C. Dataset (View / Collection)
A curated selection of Data Assets for a particular model, vertical, or evaluation—defined by a saved query or manifest. Datasets inherit all ownership, licensing, and lineage from the assets they include.

Typical real-world scenarios

The figures below are conceptual and focus on relationships and flow; field names and formats may evolve as the protocol is finalized.

Scenarion A: One sample, multiple label sets

One sample → two assets via different label bundles Figure 2. One sample (X0) gets labeled by task01 and task02. Bundling X0 + {Y0, Y1} forms Asset-A (Vertical AI “a”), while bundling X0 + {Y2} forms Asset-B (Vertical AI “b”).
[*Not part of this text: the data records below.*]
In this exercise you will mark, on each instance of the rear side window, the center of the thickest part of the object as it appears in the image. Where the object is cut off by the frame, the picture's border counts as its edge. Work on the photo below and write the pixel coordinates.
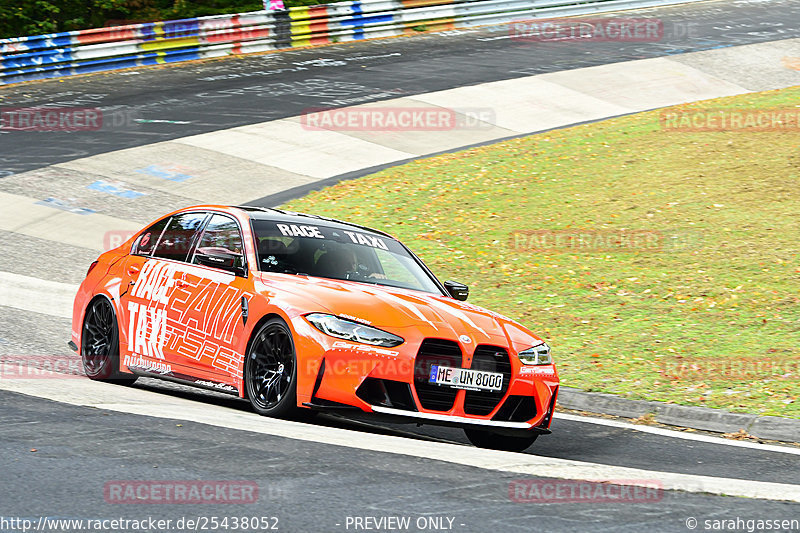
(177, 238)
(221, 236)
(148, 240)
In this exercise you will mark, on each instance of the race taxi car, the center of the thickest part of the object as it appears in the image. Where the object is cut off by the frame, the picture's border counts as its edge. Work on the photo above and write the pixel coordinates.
(294, 311)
Why it matters: The same raw sample can power different products simply by bundling different labels—each with its own royalties and license terms.

Scenarion B: Cross-sample composite

Cross-sample composite Figure 3. Two samples (X0, X1) are combined into a composite asset for a new task (task03). A downstream label (Y3) annotates the composite, not a single sample. Why it matters: Many tasks (dialog pairs, multi-turn contexts, video/action segments) require relationships across samples. Codatta supports composite assets and keeps derivation links for proper attribution and payouts.

Scenarion C: Label-on-label (meta-labeling)

Label-on-label Figure 4. A downstream label (Y4) targets an upstream label (Y0), which itself annotated X0. Royalties propagate to the meta-labelers and origin labelers (and to the original sample as policy dictates). Why it matters: You can annotate interpretations, not just raw data: rubrics, explanations, confidence judgments, or evaluator notes—all with lineage and revenue inheritance.

Assetification & blockchain technology

Why assetify?
Traditional labeling produces files that are hard to track, share, or value. Assetification turns work into on-chain objects with provenance and programmable rights:
  • Provenance via Contribution Fingerprints (hash + metadata + parents) → who did what, when, to which payload.
  • Ownership via fractional tokens on Data Assets (not just on files), so multiple contributors/validators can participate in revenue.
  • Licensing & metering with policy-gated access (public vs. restricted), and usage receipts (read/train/infer) that drive royalty routing.
  • Derivation that carries inheritance rules (child assets point to parents; royalties propagate per policy).
  • Privacy-by-design: hybrid storage + secure compute (e.g., TEEs) so models can use data without exposing raw content.
What blockchain adds
  • Trust minimization: public, append-only record of contributions, ownership, and usage events.
  • Composability: assets can be queried, bundled, and re-licensed across apps while preserving lineage and payouts.
  • Incentives: contributors and validators earn when assets are used—aligning quality with long-term value.